Make sure you get plenty of rest in the day but do try and help him differentiate between night and day. A walk outside in the day is great for that. That should help him settle better at night as he realises night time is for just feeding and sleeping.

Fairy130389 · 20/07/2013 21:18

You sound like me a few days ago. My baby is smaller than yours but due to a tongue tie I have been there and really identify with feeling frustrated with them nd how guilty that can make you feel. I also felt so resentful and like I was just a milking machine. My solution has been to introduce a bit of formula so that I don't feel so tied to the baby, mentally I'm feeling a lot better now. Could you express a bit and ask someone else to take him just for a couple of hours? You will feel so much better. I'm sure this will pass. I hope you are getting lots of real life support. X

nowwhat · 20/07/2013 21:59

Real life support isn't great, none of my close friends have babies so they don't really consider that I can't go on as normal although they are getting better. His dad isn't from this country and at the moment cos of work there's a huge time difference, will be better once he goes home and we're back to usual 2 hrs ahead instead of 8 hrs behind :(

Mum helps me out loads though.
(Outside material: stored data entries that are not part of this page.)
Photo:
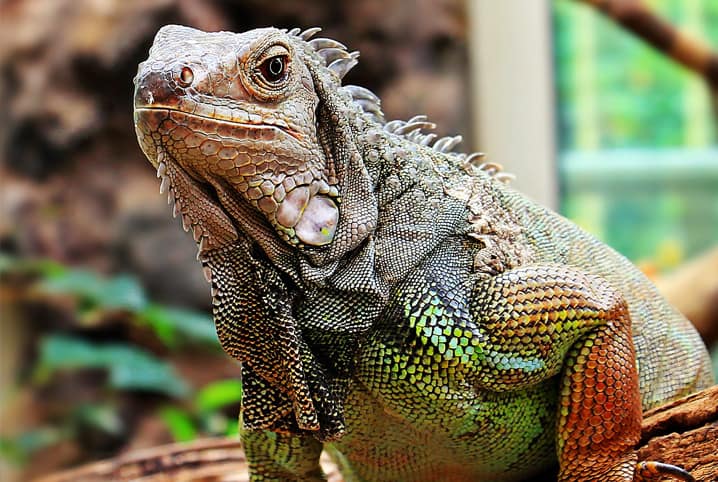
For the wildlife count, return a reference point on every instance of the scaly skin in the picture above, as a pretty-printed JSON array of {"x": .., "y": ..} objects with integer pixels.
[{"x": 390, "y": 300}]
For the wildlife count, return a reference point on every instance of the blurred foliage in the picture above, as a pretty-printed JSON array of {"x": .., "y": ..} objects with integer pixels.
[
  {"x": 130, "y": 368},
  {"x": 638, "y": 159},
  {"x": 617, "y": 92}
]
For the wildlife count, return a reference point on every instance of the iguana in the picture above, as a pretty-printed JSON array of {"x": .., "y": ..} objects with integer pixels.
[{"x": 391, "y": 300}]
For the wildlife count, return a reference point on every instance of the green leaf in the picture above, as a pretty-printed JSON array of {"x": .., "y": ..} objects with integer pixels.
[
  {"x": 129, "y": 367},
  {"x": 20, "y": 448},
  {"x": 180, "y": 424},
  {"x": 102, "y": 417},
  {"x": 218, "y": 394},
  {"x": 173, "y": 325},
  {"x": 121, "y": 292}
]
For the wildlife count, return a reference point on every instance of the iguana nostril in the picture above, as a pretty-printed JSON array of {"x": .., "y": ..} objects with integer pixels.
[{"x": 153, "y": 89}]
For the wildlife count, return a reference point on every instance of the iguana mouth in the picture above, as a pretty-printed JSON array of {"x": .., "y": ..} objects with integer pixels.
[
  {"x": 250, "y": 122},
  {"x": 300, "y": 205}
]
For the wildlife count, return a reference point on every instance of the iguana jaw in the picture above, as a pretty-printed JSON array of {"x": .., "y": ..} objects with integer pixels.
[{"x": 295, "y": 198}]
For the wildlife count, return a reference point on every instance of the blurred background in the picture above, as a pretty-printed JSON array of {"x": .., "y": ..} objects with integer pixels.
[{"x": 106, "y": 343}]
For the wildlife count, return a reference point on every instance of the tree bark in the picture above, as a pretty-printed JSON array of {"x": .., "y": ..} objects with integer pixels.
[{"x": 684, "y": 433}]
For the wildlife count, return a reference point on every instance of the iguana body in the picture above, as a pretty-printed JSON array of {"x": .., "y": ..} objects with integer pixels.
[{"x": 389, "y": 296}]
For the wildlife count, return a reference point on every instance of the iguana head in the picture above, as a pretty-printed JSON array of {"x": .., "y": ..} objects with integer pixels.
[
  {"x": 254, "y": 139},
  {"x": 235, "y": 119}
]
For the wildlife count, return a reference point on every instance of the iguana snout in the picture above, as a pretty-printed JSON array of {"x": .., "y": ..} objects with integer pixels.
[{"x": 239, "y": 121}]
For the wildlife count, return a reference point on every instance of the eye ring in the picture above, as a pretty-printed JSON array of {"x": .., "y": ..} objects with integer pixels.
[
  {"x": 185, "y": 77},
  {"x": 274, "y": 69}
]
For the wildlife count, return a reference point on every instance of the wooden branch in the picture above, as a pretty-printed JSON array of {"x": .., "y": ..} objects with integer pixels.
[
  {"x": 684, "y": 432},
  {"x": 637, "y": 18}
]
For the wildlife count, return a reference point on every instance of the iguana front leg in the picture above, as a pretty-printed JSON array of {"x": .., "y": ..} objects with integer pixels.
[
  {"x": 536, "y": 322},
  {"x": 279, "y": 457}
]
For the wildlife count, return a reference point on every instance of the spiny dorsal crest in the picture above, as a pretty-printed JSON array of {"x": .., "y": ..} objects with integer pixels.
[{"x": 339, "y": 60}]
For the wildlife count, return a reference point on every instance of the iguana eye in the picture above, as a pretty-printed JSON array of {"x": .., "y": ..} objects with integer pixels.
[
  {"x": 274, "y": 69},
  {"x": 186, "y": 76}
]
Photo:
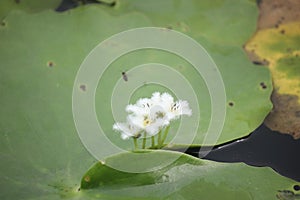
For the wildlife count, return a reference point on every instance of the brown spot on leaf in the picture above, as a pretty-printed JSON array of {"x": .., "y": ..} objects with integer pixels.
[
  {"x": 263, "y": 85},
  {"x": 283, "y": 117}
]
I know its controversial but think that giving formula can help some people to feel better about breast feeding, i was ready to quit until i introduced a bottle, the pressure is off a bit and i found i went from hating it to being happier quite quickly. I mostly still breastfeed and express as well sometimes to help keep supply up.

Can't really feed him lying down, it doesn't seem to bother him at all but after most feeds he will sick up milk and that doesn't help as I have to clean up if I'm not quick with a muslin!